„Hiçbir Şey Öğrenmedik“
Bauhaus hak eşitliğini de temsil ediyor: Kimi kadınlar sıra dışı kariyerler yaparken, kimilerinin hayatı acı veren gelişmelere sahne oldu.
„Biz hiçbir şey öğrenmedik, sadece karakterimizi sağlamlaştırdık“ sözleriyle söyleniyordu kadın mimar Katt Both Dessau Bauhaus‘da okuduğu zamanlar hakkında. Aşırı yüksek oranda kız öğrenci -üçte bire kadar varan- Bauhaus’da sanat, dizayn ve mimarlık yükseköğrenimi yaptı. Diğer okullarda olduğundan farklı olarak burada lise diploması aranmıyordu. Hem de kurucu direktör Walter Gropius, cinsiyetlere eşit davranılacağı sözü vermişti. Buna rağmen kimi Bahaus kadını bir zamanların erkek egemen dalları mimarlık ve dizayn alanlarında kendine sağlam bir yer edinmiş ve olağan dışı yaşam sürdürmüştü.
„En İyisi ve En Dahisi“
Sarı bakır ve abanoz ağacından oluşan çaydanlıkla 1924 yılında Bauhaus ikonalarından birini tasarlayan sanatçı ve metal tasarımcısı Marianne Brandt örneğin, 1928’de metal atölyesinin yönetimini üstlendi. Burada, Hin Bredendieck’le birlikte seri üretim için aydınlatma cihazları tasarladı ve firmalarla tüm Bauhaus’a yarar sağlayan işbirliğini organize etti. Hocası László Moholy-Nagy için o, en iyi ve en dahi öğrencisiydi. Walter Gropius’un 1929 yılında Karlsruhe kentinin Dammerstock yerleşim yerinin düzenlenmesi için onu görevlendirmesi hiç şaşılacak bir şey değildi.

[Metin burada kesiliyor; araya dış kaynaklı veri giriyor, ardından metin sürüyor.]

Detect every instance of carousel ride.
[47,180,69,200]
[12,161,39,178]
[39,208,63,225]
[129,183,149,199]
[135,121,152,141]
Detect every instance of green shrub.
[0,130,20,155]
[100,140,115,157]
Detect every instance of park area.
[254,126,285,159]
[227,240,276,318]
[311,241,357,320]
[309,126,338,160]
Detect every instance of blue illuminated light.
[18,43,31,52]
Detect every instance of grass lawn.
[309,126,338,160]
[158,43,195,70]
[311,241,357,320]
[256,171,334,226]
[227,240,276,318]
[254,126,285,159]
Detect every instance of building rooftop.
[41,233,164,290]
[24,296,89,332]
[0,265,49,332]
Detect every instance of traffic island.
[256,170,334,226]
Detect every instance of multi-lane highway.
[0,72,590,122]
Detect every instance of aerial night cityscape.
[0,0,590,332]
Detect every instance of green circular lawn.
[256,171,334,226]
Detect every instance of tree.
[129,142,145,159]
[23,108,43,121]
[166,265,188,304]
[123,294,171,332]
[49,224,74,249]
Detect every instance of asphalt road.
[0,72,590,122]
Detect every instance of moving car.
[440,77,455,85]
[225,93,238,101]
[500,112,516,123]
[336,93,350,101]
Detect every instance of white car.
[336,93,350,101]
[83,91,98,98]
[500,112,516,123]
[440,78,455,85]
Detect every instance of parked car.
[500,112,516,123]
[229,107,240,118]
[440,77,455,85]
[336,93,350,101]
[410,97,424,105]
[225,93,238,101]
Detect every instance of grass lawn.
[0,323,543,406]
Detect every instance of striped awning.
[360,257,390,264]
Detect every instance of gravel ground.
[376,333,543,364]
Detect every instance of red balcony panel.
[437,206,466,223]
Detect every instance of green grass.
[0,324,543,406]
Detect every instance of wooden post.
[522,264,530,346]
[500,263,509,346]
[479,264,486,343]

Çocuk Çizimlerinde Ölümsüzleşmek
Bauhaus ustası Johannes Itten’in izinde Weimar’a gelmiş olan Avusturyalı kadın Friedl Dicker-Brandeis, tekstil sınıfında matbaacılık ve mücellithane yükseköğrenimi yapmıştı. 1923’te Franz Singer’le birlikte „Güzel Sanatlar Atölyeleri“ni yönetti. Bu başarılı ortak çalışmada, Dicker’in iç mekan dizayncısı, ressam, grafikçi ve mimar olarak çok yönlü yetenekleri ürünlerini verdi. Dicker ve Singer, çok maharetli ve dönüştürülebilir mobilyalar içeren inovatif ev eşyaları geliştirdiler. Friedl Dicker-Brandeis 1942’de Theresienstadt’a sürüldü. Gettoda yaşayan çocuklara güç veren çizim ve dizayn dersleri, günümüze kadar 5.000’i aşkın çocuk çiziminde korundu. Friedl Dicker 1944’de Auschwitz’de katledildi.
İlk Kadın Mimar
Bauhaus öncülerinin oluşturduğu sıkı iletişim ağından Katt Both‘da mesleğe adımını atabilmek için yararlandı. Dessau’da gördüğü yükseköğrenimden sonra Berlin’deki Luckhardt Kardeşler Mirarlık Ofisi’nde çalıştı ve hemen ardından Mart 1929’da Celle’de Otto Haesler tarafından ilk kadın mimar olarak görevlendirildi. Mimarlık ofisinin tüm önemli yapı projelerinde yer aldı.
„Göçebe Mimar “
Nasyonal Sosyalizm ve meslek yasaklarıyla Bauhaus kadınlarının çoğunun biyografisi 1933 yılından sonra uzun bir kesintiye uğradı. Bu kadınlardan ancak çok azı 1945’ten sonra 1920’lerdeki kariyerlerini bıraktıkları yerden sürdürmeyi başardı. Bunu başarabilenlerden biri de mimar ve şehir planlamacısı Lotte Stam-Beese’ydi. Rotterdam’ın yeniden inşası planlarında payı vardı. 1929’da Bauhaus’daki yükseköğrenimini yarıda bırakarak, bir tasarımcı olarak iş arar durumda sürekli adeta bir „göçebe mimar“ gibi bütün Avrupa’yı dolaştı. Başına buyruk ve bağımsız olmak istiyordu hem de genç bir anne olarak. 1932’de Hannes Meyer ve Ernst May çevresindeki inşaat grubunu izleyerek Ukrayna’ya gitti ve burada Hollandalı mimar Mart Stam’la tanıştı. Bu ikili 1940 yılında Sovyetler Birliği’ni terk etti, Lotte Stam-Beese 41 yaşında Amsterdam’da mimarlık diplomasını aldı ve şehir planlamacısı olarak kariyerine başladı.